Home > Back-end >  Are there concerns if we have a database with mix of character set and collations?
Are there concerns if we have a database with mix of character set and collations?

Time:04-29

we are currently in the process of migrating latin1 databases to UTF8 in a MySQL Server.

We are investigating what is the best approach and hopefully without any downtime.

My question is if we will migrate a table to UTF8 in a latin1 database and for example, we have a query that performs actions on these two tables (let's say join for example)

is there any chance we will start getting not expected results because of the different collations/characters set?

I guess migrating the entire database will be safer but will involve downtime.

thank you.

CodePudding user response:

Yes and no.

Separate columns in a table can have different charsets and collations. Separate rows cannot.

Tables are independent until you JOIN. At that point, performance suffers if the column(s) you are Joining do not have the same charset and collation.

When inserting/fetching data, your client has a single charset. If that is utf8mb4, then MySQL will happily convert characters on the fly between that and what is in the table columns. Of course, some characters cannot be converted; for example, latin1 has far fewer distinct characters than utf8mb4.
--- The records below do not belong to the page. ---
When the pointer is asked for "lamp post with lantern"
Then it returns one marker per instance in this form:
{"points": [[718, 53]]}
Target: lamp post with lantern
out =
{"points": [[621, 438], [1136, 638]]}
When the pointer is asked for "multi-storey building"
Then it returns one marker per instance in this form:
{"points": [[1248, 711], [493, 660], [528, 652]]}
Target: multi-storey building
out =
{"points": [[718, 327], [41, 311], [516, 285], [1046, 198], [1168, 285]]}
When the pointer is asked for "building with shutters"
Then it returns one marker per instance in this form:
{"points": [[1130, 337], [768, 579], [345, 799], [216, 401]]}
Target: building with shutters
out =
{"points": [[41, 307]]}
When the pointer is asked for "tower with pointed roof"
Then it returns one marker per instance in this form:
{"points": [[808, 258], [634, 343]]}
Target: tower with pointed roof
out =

You mentioned migration. You will need to either dump and reload (slower) or do lots of ALTERs (faster, but not "fast" for huge tables) or do something else. Please state the parameters you can live with. There are tradeoffs among speed, simplicity, etc.

A lot of people get in trouble when changing charsets. There are about 7 different ALTERs that one is tempered to use. If you perform the wrong one, it makes a mess that is really hard to unravel.

If you try to keep the database "live" while changing it, you could hit the JOIN performance problem mentioned above.

If you already have replication set up, there may be some techniques that take advantage of a "failover".

Keep the following Q&A at hand in case you encounter some gibberish: Trouble with UTF-8 characters; what I see is not what I stored

What version of MySQL are you using? If it 8.0, then default charset (utf8mb4) and its default collation are probably best.

CodePudding user response:

You should not get unexpected results.

If the character sets are totally incompatible, then you can't do the string comparison at all. You'll get an error.

If the character sets are compatible, but the collations are different, you should get the same result, but it will not be optimized with an index lookup. You can verify this with EXPLAIN, where you'll see the joined table uses a table-scan and may have "Using join buffer" in the extra column.

To solve the downtime problem, I've used pt-online-schema-change to perform ALTER TABLE <name> CONVERT TO CHARACTER SET utf8mb4 COLLATE utf8mb4_0900_ai_ci; (supposing you are using MySQL 8.0, that's a good choice for charset/collation), while continuing to read and write the original table. We did this (or other ALTER TABLE changes) many times per week, even during peak hours.

  • Related